There is a stir at the edge of the forest. Someone stumbles out, blinded and half-choked by smoke. A wisewoman? No, this is a man—a boy, not even old enough to sire daughters. What is he doing out here? We have never allowed boys to fight. And the knowledge comes: my people are desperate. Even children must fight, if we are to survive.

The enemy soldiers swarm over him like ants. They do not kill him. They chain him in a supply cart and carry him along as they march. When they reach Arrebaia, they mean to put him on display to strike at our hearts—oh, and how it will. Our men have always been our treasures. They may slit his throat on the steps of Sar-enna-nem, just to rub salt in the wound.

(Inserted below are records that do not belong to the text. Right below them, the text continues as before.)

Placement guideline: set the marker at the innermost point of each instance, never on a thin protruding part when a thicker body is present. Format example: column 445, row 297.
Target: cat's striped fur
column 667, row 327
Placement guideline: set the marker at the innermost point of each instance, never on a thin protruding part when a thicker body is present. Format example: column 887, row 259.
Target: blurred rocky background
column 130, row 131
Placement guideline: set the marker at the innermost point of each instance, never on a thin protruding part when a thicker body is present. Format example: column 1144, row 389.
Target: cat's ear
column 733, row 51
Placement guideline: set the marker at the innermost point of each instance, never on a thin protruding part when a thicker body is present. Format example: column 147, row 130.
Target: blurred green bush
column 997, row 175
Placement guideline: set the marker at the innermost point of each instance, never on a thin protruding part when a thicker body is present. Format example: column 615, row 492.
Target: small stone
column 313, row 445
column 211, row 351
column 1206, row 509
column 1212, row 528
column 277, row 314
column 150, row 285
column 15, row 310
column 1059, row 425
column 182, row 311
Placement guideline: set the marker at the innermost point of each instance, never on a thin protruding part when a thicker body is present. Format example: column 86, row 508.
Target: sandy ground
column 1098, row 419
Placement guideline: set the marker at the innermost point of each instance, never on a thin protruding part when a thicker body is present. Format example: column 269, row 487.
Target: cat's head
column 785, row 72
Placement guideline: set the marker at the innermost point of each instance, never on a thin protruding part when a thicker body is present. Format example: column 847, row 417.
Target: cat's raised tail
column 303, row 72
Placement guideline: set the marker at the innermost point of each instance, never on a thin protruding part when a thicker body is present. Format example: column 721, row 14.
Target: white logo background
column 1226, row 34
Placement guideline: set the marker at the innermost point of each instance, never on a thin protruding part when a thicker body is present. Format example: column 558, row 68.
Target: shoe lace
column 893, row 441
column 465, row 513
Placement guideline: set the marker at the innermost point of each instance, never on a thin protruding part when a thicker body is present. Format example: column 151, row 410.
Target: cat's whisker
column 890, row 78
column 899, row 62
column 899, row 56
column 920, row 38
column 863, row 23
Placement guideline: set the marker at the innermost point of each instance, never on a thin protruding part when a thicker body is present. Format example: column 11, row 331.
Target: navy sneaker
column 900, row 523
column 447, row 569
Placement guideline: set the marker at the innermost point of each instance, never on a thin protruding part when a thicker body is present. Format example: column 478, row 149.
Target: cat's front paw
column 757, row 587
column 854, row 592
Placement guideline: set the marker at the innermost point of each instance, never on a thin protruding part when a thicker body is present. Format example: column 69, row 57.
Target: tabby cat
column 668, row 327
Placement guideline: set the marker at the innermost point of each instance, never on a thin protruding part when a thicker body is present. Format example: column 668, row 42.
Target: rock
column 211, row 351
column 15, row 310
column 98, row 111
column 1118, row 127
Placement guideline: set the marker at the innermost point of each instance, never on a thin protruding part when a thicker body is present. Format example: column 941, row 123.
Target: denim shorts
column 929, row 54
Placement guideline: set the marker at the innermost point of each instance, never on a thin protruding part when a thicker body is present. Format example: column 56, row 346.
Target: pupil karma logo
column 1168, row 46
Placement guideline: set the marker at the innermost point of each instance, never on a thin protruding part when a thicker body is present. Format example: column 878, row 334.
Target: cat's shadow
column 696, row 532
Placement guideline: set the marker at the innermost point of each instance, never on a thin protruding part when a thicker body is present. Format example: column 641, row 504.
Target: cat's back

I should have sent a scrivener.

The ballroom of Sky: a vast, high-ceilinged chamber whose walls were even more vividly mother-of-pearl than the rest of the palace, and tinted a faint rose hue. After the unrelenting white of the rest of Sky, that touch of color seemed almost shockingly vivid. Chandeliers like the starry sky turned overhead; music drifted through the air, complicated Amn stuff, from the sextet of musicians on a nearby dais. The floors, to my surprise, were something other than Skystuff: clear and golden, like dark polished amber. It could not possibly have been amber since there were no seams, and that would have required a chunk of amber the size of a small hill. But that was what it looked like.